Amruta Kalasha, an exhibition of 200-odd vintage Thanjavur paintings at the Kiran Nadar Museum of Art (KNMA) in Delhi, shows a very different facet of Singh's personality — that of an art collector. Singh has been collecting these for over 40 years now, ever since he first discovered them on a trip taken to look for old pillars, sculptures and such-like architectural artefacts in south India.

Over the years, he went back again and again, read up what scholars had written on the subject, and bought hundreds of paintings.

"Whenever something interesting came up, the artists and dealers in the area knew whom to take it to. After all, I was quite conspicuous in the area," says Singh, referring jokingly to the markers of his Sikh identity. This is the first time the collection is being shown to outsiders.

It is also the first time the KNMA, India's first private museum, is showing a collection that is not its own. "We've never done this before," said Nadar at the show's opening, "but when we saw his collection, I knew it was very important to bring it to the public."

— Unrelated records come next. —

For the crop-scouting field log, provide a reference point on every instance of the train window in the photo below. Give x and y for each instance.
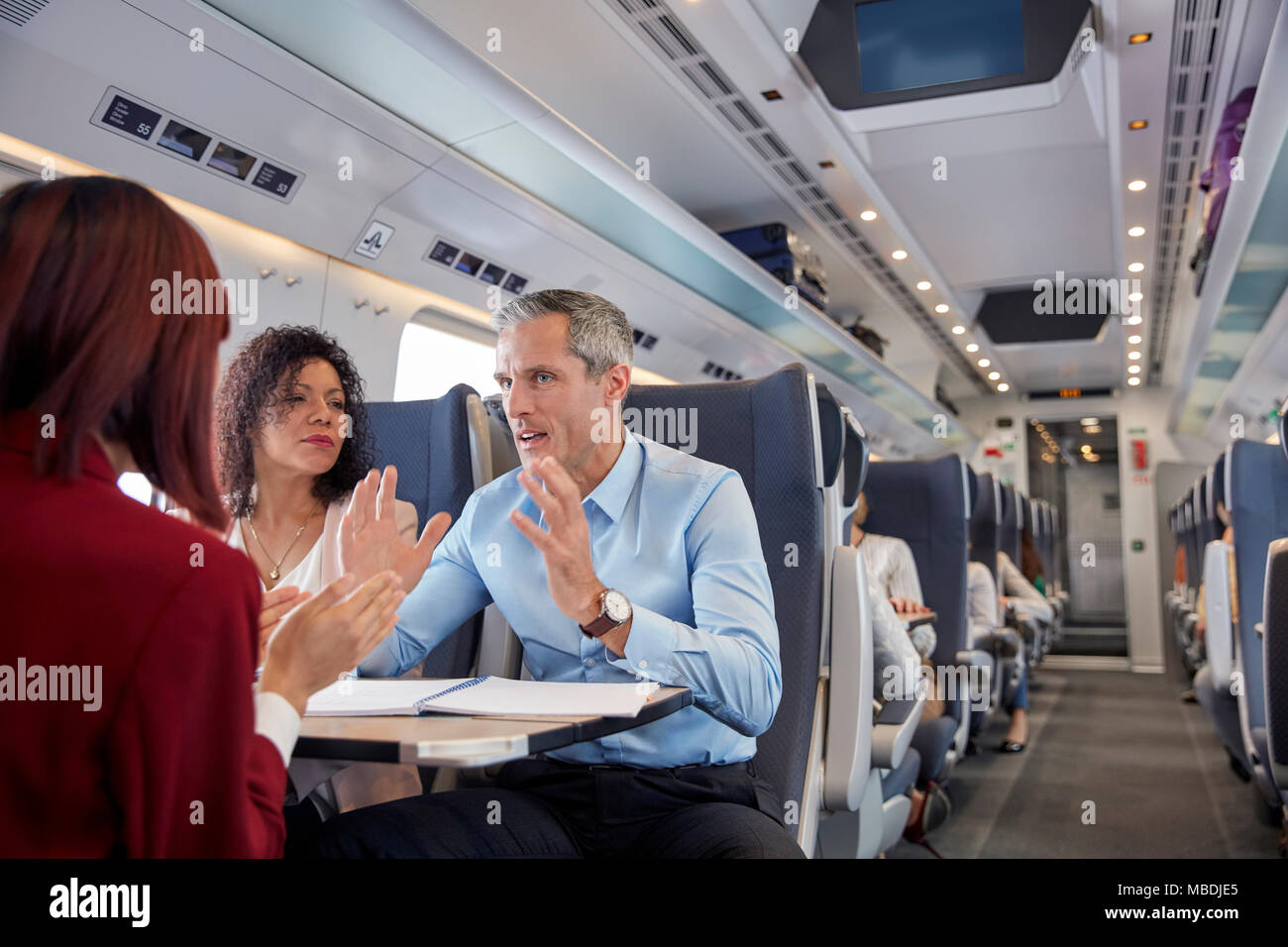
(430, 361)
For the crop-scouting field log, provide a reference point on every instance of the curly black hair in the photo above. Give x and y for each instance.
(250, 393)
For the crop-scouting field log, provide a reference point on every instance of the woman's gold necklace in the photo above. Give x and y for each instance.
(277, 574)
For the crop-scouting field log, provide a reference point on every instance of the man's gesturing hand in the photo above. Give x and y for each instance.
(566, 545)
(369, 535)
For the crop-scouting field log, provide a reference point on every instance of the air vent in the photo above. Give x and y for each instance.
(720, 372)
(1197, 43)
(21, 12)
(653, 22)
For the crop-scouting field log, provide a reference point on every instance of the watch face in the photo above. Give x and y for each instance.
(616, 605)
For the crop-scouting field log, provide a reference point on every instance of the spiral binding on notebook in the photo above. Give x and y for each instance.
(423, 703)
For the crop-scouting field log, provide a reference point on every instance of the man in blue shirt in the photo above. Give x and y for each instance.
(614, 560)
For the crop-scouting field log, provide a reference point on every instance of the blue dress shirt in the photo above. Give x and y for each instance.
(678, 536)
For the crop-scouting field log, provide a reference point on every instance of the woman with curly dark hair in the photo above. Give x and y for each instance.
(294, 450)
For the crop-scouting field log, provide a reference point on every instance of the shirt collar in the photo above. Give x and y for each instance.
(614, 489)
(21, 429)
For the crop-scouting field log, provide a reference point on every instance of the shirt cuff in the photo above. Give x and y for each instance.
(275, 719)
(649, 647)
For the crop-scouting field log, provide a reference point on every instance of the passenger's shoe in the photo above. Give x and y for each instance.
(935, 809)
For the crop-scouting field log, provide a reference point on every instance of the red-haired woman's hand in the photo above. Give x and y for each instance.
(369, 536)
(330, 634)
(274, 604)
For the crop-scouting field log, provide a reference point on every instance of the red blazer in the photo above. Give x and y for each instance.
(168, 764)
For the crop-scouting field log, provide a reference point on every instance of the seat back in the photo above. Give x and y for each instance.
(1257, 489)
(986, 521)
(923, 502)
(443, 454)
(1009, 528)
(767, 429)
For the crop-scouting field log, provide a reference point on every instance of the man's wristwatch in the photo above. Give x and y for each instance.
(614, 611)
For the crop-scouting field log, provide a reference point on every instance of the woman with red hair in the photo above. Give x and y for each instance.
(132, 727)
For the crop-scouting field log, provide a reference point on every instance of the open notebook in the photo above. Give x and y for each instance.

"I suspect that his is the largest (collection of Thanjavur paintings) in India, if not worldwide," says Anna Dallapiccola, Professor of Indian art at the University of Edinburgh, who has collaborated with Singh on a book about his collection to be published by the Marg magazine early next year. Dalapiccola, who has been familiar with the collection for more than two decades, says she is also "deeply impressed by the sustained, high quality of the paintings".